Exploratory Data Analysis
To analyze supply and demand at different cities ,we compute the ratio of EV Count(Demand) to Charging Stations Count (Supply) for each city .
We observe that the few cities have very high demand to supply ratio which indicates that the these cities might need more number of charging stations.
Filtered cities with high demand to supply ratio ,we set a high ratio threshold (200), and filtered out the cities with the ratio higher than the threshold.
Statistical Analysis
Investigated if there is positive correlation between EV Count and Charging Stations
Spearman's rank correlation coefficient: 0.7135930417983278
Pearson correlation coefficient: 0.9327692584207435
P-value: 8.526123104138706e-85
It shows a positive correlation as both the coefficient is closer to 1 confirming that the EV Population Count (Demand) positively influences the Charging Stations Count (Supply).
Types of Models Used
1. Linear Regression Model
Linear Regression Model captures the linear relationships between the dependent variable y (Charging station count), and independent variable x (EV count, education and income).
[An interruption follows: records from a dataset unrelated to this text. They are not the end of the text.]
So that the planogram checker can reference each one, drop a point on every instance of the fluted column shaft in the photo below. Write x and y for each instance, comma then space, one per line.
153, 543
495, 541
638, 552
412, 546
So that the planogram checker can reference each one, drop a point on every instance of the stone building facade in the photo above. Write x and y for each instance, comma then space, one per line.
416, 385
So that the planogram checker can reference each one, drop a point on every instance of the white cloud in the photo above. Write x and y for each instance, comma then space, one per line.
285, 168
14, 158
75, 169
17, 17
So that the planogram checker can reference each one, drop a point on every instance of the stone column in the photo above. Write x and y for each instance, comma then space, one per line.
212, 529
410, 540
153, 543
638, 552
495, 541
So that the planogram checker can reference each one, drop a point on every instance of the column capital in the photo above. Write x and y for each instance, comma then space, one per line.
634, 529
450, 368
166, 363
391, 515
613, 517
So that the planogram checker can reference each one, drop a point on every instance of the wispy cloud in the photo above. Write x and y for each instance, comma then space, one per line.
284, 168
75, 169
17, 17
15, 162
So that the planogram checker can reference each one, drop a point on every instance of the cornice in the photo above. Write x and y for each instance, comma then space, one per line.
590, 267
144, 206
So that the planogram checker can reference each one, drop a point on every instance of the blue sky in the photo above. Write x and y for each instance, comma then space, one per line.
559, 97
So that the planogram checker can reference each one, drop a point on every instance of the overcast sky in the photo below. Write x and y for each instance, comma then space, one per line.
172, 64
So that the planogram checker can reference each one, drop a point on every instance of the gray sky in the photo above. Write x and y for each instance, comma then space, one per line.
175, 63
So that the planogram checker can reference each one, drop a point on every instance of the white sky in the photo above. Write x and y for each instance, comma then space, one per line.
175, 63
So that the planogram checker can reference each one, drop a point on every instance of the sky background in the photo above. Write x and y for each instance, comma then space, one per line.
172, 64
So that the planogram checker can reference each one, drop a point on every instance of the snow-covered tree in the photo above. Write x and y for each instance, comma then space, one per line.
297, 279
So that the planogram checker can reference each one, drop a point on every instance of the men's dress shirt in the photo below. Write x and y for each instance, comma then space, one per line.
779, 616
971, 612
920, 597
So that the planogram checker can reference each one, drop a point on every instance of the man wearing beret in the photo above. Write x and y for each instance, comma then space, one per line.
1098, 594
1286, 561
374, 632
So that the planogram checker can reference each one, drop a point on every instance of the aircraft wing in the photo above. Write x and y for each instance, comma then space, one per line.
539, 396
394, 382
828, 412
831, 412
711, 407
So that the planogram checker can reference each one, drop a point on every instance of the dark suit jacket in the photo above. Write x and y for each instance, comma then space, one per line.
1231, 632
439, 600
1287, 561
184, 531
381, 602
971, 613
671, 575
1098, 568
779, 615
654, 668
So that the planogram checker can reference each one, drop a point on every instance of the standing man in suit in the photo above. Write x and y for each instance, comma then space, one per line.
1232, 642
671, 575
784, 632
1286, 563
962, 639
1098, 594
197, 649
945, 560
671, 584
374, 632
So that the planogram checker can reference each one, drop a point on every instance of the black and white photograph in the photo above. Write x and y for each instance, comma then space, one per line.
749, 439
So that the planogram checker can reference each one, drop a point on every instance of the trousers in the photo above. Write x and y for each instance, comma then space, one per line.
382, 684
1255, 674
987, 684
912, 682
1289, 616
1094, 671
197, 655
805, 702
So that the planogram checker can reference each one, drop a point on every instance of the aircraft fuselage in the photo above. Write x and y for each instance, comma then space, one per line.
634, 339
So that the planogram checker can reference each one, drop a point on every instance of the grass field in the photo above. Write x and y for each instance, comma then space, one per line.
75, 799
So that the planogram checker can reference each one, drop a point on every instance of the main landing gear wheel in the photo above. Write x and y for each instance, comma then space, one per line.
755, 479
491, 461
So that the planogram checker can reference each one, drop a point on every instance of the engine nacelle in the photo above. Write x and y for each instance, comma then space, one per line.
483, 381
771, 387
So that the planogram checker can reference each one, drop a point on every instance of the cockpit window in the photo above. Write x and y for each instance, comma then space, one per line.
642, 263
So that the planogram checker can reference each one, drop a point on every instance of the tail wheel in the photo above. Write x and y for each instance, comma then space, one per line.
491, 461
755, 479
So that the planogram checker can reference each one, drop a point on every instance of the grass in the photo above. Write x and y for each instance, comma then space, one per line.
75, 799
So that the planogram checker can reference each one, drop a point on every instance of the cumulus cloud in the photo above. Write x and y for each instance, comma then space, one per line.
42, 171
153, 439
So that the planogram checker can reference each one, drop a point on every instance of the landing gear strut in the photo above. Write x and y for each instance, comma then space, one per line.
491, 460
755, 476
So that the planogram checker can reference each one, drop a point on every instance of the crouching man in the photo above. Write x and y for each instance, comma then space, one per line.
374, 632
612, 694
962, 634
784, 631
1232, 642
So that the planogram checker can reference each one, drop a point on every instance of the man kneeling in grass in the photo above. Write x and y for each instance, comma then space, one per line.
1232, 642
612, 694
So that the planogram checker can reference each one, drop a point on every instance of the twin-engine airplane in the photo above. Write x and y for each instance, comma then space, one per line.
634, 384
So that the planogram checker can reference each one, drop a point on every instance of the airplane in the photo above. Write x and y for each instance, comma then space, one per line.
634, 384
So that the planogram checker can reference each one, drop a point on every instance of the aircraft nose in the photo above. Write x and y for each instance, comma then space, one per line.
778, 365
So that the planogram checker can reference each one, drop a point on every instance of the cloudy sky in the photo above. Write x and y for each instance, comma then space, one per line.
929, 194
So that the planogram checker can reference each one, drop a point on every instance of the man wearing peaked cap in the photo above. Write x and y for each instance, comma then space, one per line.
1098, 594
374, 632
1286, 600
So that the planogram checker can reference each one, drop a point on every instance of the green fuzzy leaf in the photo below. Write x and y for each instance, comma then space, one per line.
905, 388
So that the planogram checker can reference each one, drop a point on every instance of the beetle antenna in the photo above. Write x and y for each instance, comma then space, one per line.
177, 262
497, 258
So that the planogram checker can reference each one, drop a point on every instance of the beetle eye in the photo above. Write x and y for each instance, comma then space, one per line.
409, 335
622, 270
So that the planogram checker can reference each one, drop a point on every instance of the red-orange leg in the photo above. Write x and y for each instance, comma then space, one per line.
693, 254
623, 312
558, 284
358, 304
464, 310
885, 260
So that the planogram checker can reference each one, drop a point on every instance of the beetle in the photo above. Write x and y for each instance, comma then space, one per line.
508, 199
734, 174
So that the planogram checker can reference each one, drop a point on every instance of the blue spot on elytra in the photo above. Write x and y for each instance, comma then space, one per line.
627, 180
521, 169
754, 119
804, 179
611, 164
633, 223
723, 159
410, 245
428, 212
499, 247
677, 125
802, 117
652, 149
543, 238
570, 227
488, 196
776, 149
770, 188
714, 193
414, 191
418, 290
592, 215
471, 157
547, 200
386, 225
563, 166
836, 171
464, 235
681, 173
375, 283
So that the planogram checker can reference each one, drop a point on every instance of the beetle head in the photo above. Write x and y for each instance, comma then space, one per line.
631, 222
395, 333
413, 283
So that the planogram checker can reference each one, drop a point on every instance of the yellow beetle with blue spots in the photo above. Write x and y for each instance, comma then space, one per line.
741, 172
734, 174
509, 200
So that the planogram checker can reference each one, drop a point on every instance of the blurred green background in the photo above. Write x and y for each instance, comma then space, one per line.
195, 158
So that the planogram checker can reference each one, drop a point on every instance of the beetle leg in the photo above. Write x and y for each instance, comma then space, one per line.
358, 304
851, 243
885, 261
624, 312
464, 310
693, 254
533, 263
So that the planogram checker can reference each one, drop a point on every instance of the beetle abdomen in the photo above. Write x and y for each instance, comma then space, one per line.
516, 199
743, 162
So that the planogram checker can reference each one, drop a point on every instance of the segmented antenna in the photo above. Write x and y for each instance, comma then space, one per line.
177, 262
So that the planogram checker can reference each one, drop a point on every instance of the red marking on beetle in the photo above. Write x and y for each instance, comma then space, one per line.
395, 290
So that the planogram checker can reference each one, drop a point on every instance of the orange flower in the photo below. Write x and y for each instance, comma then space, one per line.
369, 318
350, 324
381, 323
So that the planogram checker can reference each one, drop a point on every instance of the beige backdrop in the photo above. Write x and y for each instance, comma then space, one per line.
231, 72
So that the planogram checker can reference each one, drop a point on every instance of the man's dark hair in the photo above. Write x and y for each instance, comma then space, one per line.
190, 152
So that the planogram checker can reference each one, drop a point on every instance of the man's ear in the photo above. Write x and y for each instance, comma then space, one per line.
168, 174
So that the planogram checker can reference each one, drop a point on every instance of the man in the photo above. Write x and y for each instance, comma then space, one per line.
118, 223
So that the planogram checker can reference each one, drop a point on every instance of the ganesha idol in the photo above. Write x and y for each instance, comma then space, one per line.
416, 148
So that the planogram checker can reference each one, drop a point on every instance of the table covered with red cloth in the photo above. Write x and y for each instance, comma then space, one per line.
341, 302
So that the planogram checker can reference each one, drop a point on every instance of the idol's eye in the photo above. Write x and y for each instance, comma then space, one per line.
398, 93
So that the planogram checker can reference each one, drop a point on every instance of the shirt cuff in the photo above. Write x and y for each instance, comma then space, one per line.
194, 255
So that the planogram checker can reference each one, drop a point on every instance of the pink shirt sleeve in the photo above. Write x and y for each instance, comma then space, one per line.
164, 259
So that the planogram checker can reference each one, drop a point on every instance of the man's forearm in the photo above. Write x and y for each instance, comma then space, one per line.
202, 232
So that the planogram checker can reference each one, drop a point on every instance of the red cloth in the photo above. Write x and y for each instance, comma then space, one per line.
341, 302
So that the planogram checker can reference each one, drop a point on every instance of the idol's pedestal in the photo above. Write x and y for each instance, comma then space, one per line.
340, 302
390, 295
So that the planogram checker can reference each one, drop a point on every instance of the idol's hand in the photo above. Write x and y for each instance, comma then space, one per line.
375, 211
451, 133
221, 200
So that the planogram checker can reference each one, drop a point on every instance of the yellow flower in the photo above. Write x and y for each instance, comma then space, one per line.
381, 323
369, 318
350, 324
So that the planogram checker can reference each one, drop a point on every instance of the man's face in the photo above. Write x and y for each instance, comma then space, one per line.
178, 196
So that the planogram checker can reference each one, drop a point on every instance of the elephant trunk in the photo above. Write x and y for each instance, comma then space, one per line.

The linear regression model calculates these coefficients by minimizing the difference between the actual and predicted values of the dependent variable. It's a good starting point for regression tasks because it provides a clear and direct understanding of how each independent variable affects the dependent variable.
2.Random Forest Regressor Model
It is a non linear Regression model that captures the complex relationship between the dependent and independent variables. Random Forest Regressor is used for regression tasks . It utilizes the ensemble learning method by building multiple decision trees and merging their predictions in improving accuracy and reduce overfitting. It is particularly effective for regression tasks where the relation might be highly nonlinear.
3.Gradient Boosting Regressor Model
Gradient Boosting Regressor is the ensemble machine learning algorithm used for regression tasks. It is part of the ensemble learning family, which means it combines the predictions from multiple models to produce a more accurate prediction than any single model. It works by first fitting an initial model (like a simple decision tree) to the data. Then, it fits additional models to the residuals (differences between the observed and predicted values) from the previous step. In each step, it tries to minimize a loss function, like mean squared error for regression.The key advantage of Gradient Boosting Regressor is its ability to combine multiple weak predictive models to create a strong predictive model making it good choice for complex relationships. For example, in our case we use 100 estimators, which are decision trees. Each decision tree improves upon previous prediction with a learning rate of 0.1.
4.Support Vector Regressor Model
SVR is an extension of Support Vector Machines (SVM), a method primarily used for classification. Unlike SVM, which is used for predicting categorical outcomes, it predicts continuous outputs. SVR is particularly useful in cases where the relationship between the independent and dependent variables is not well understood or is highly complex. It is robust to outliers and can model non-linear relationships effectively by using high dimensional features. It performs regression by constructing a hyperplane or set of hyperplanes in a high-dimensional space. The goal is to ensure that the distance between the hyperplane and the closest data points is minimized, effectively reducing the error of prediction. They use kernel trick to perform fast computation in high dimension.
Regression of Charging Stations
We took Charging Stations Count as dependent variable y, and Education, Income, EV Count as the independent variable X. The training data was 80% of the total dataset rest 20% was test dataset. The above four models were fit.
We plotted the scatter plot graph between Actual value and predicted value . NonLinear Regression Models like Gradient Boosting Regressor and Random Forest model shows a good result.
From the results ,we can observe that Gradient Boosting Regressor and Random Forest Regressor perform better compared to Linear Regression model and Support Vector Regressor model.
We observe that EV count is the most important variable and the other two variables median income and education have minimal impact on the prediction ability of the charging stations. Among the two algorithms, gradient boosting seems to value income and education slightly. Contrarily, random forest doesn’t value education and income and works best when it has only one independent variable, the EV count.